Lask called Speciale, a Corning City dog warden and founder and owner of Tanner's P.A.W.S., very knowledgeable of animal rights and animal laws.
“When she saw a man pulling a small red wagon filled with six-week-old puppies, in poor condition, with a for sale sign she approached the man,” Lask said. “They were asking $450 per puppy and law prohibits selling dogs under eight weeks old.”
Never once did Speciale speak to the man because he is Amish or his family is Amish.
“I’ll join her in saying that puppy mills are a terrible thing,” Baker said. “This is not about animal rights. This is about her choice to speak inappropriate. You can not attack people because they are a part of an identifiable religions based group. That’s what she did.”
Lask said Speciale never threatened anyone at the late September Harvest Festival event.
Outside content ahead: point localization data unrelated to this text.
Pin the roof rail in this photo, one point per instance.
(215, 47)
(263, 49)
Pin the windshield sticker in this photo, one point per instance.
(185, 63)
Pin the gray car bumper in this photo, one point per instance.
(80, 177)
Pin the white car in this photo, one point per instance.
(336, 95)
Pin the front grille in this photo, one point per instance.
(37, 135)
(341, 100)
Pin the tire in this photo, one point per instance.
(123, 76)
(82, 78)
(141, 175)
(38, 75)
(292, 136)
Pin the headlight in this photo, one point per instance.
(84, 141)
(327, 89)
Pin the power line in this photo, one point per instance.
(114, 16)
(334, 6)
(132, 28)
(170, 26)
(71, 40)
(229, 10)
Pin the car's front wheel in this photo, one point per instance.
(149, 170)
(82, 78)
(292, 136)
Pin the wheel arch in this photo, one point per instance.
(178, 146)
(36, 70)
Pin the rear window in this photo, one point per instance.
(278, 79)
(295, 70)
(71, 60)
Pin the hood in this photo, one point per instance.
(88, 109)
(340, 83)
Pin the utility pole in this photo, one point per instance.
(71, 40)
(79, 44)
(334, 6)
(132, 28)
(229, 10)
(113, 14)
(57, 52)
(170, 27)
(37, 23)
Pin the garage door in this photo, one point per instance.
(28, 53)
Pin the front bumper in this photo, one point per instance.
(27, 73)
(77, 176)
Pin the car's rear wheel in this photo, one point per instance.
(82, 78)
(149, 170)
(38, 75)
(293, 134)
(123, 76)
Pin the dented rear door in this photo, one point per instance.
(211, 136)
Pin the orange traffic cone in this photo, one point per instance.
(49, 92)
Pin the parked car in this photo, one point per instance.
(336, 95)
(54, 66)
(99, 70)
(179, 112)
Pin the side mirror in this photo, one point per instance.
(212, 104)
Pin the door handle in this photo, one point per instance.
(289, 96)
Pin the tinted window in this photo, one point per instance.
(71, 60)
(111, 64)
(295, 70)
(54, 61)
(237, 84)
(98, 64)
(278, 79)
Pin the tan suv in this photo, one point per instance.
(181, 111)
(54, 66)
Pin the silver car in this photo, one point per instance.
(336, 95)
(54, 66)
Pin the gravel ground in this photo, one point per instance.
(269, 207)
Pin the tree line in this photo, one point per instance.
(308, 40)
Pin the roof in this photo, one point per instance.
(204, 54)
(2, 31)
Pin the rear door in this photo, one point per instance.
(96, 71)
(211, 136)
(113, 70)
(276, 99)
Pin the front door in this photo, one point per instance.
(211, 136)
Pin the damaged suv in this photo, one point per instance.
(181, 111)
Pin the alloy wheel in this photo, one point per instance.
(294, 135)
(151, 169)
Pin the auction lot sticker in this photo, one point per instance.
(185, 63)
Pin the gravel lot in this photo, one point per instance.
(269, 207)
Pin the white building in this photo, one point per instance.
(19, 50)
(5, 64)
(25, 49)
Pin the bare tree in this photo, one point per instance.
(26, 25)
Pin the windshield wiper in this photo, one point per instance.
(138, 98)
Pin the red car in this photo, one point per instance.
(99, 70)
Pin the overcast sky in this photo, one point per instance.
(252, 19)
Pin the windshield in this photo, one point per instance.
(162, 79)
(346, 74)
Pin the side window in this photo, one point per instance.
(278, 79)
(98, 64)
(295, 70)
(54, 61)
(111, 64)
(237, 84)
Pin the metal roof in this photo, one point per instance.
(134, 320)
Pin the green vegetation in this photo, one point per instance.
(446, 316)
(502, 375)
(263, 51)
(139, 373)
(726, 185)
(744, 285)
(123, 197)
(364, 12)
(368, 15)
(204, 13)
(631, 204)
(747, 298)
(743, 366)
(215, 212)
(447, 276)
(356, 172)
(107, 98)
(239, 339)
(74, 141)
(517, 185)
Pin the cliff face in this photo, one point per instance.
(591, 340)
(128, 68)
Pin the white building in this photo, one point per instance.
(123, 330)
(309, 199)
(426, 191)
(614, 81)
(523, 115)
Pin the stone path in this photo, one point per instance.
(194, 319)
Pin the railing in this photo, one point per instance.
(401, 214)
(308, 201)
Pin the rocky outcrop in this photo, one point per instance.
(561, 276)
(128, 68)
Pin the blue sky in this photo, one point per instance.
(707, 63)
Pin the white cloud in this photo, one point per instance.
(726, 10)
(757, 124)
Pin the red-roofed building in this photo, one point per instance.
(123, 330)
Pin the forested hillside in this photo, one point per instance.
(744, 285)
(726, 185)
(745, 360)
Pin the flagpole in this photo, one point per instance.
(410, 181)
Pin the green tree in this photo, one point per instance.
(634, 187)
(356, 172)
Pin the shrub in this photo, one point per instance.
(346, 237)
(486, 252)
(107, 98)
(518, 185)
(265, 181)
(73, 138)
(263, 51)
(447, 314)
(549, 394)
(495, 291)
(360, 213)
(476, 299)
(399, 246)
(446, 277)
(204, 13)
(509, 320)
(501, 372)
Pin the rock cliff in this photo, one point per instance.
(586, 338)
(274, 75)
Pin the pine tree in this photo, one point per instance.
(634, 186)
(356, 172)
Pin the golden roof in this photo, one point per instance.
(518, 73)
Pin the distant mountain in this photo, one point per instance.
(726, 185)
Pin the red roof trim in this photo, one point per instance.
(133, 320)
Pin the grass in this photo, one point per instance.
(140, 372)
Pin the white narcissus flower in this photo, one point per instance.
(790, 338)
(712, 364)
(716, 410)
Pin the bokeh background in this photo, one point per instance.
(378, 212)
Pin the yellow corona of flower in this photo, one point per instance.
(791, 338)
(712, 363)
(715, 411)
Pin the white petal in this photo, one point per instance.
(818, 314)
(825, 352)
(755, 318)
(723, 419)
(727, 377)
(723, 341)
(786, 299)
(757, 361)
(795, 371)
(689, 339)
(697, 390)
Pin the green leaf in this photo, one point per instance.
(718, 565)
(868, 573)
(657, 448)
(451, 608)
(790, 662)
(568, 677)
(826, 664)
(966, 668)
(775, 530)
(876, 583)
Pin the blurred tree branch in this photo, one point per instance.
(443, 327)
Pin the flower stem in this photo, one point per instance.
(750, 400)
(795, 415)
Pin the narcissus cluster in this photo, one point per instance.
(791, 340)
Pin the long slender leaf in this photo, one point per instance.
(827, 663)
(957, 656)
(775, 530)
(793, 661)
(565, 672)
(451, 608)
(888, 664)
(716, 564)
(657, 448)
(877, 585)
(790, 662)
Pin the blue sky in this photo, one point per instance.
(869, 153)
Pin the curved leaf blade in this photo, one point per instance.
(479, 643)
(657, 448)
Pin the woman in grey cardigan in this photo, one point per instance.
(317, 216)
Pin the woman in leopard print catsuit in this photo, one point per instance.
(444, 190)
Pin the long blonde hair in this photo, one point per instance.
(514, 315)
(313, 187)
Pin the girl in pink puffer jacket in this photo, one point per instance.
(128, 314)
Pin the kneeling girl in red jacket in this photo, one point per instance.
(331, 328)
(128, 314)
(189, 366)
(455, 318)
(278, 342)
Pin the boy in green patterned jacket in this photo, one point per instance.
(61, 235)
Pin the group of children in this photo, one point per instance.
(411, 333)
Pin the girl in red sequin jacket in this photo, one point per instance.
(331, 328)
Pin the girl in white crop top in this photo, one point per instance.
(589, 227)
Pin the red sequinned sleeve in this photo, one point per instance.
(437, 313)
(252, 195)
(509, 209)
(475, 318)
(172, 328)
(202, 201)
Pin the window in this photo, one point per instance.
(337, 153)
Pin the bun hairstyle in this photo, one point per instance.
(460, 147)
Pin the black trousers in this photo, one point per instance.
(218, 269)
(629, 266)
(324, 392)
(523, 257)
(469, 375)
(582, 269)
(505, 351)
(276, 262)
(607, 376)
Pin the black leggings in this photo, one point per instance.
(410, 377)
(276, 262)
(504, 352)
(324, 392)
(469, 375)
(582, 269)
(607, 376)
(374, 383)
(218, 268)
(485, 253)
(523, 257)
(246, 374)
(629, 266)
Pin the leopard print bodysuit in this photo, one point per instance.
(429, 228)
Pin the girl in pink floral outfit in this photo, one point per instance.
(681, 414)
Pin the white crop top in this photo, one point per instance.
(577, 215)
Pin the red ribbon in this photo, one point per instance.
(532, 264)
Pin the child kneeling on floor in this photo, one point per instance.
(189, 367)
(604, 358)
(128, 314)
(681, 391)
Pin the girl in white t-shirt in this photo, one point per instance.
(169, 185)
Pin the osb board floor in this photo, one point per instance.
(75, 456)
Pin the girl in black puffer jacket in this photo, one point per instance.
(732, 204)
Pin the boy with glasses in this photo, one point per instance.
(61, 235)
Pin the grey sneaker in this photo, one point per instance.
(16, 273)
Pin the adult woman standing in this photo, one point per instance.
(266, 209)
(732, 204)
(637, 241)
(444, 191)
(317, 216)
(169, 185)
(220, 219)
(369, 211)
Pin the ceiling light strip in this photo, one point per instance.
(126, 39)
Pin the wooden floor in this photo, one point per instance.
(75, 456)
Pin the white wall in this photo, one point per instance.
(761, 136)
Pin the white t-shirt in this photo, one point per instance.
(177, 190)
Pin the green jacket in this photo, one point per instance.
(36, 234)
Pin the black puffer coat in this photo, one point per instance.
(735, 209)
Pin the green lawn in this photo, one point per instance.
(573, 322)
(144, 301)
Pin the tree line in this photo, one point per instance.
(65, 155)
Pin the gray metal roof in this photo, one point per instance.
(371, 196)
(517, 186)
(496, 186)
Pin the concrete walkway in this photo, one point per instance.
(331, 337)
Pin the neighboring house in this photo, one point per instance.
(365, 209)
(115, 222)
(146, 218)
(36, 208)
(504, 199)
“She never would,” Lasks said. “I’m going to fight this for months, if he doesn’t dismiss the (case). He’s going to cost this town millions. If he keeps doing this with her I don’t think he’s going to have a job for too long.”
Baker said fundamentally Lask can threaten him all she wants.
“We try cases in the courthouse not on the courthouse steps,” Baker said. “As far as the merits of the case are concerned, threatening my job, threatening to sue people people don’t convince us anything.”
Lask said the charges were raised by Baker because he has some type of personal issue with Speciale.
“I have never met Speciale,” Baker said. “To accuse me of having some personal vendetta against her is totally false.”